Whittington answered by sitting up and looking at him, and in the doctor’s eyes the men saw nothing. And while Whittington wasn’t known for compassion, his eyes were now devoid of what little humanity he may have possessed. His eyes were dead; yet his body still moved.

I shot you!” Sam cried and, to illustrate this, he let off two more shots at the doctor’s body as it began to crawl towards him. But Whittington didn’t stop. Instead, he clambered over the coffee table, launching his gore splattered body at Sam, who was too stunned to raise his weapon.

Whittington landed, knocking Sam flat and the two of them rolled across the heavy mauve shag pile, a tangle of arms and legs, making it impossible for Sean to take a clear shot.

Get out of the way, Sam!” he yelled in desperation; his hands wrapped around the pistol grip.

Suddenly there was a terrible cry of pain and Sam’s face came into view, his nose was gone; chewed away by the thing that was Whittington and his eyes rolled back into his head as the doctor located his neck and clamped onto it before yanking his mouth away, bringing with it a tattered strip of flesh and a tangled web of veins.

Sean watched as the arms of his dying colleague flailed in the air. Then he noted that Sam still held the Browning. And in that moment the gun went off, the bullet shattered Sean’s shin before striking the home-made Thermite device in the doorway behind him.
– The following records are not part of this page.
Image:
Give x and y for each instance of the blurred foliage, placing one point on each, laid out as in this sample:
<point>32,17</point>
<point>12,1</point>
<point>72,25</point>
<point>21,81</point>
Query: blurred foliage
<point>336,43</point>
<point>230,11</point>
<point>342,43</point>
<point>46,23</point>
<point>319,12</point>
The explosion drowned out the screams, ripping into the room, into the flesh of the living and the dead before consuming the mobile lab in a wall of searing flame.

Another huge explosion punched out the windows, showering the city below with powdered glass and flame and debris.

As the oxygen rushed into the room the flames raged, consuming all in its fiery wrath; purging the room of the awful things that it held only a few moments ago.

But for the city nineteen floors below, it was already far too late.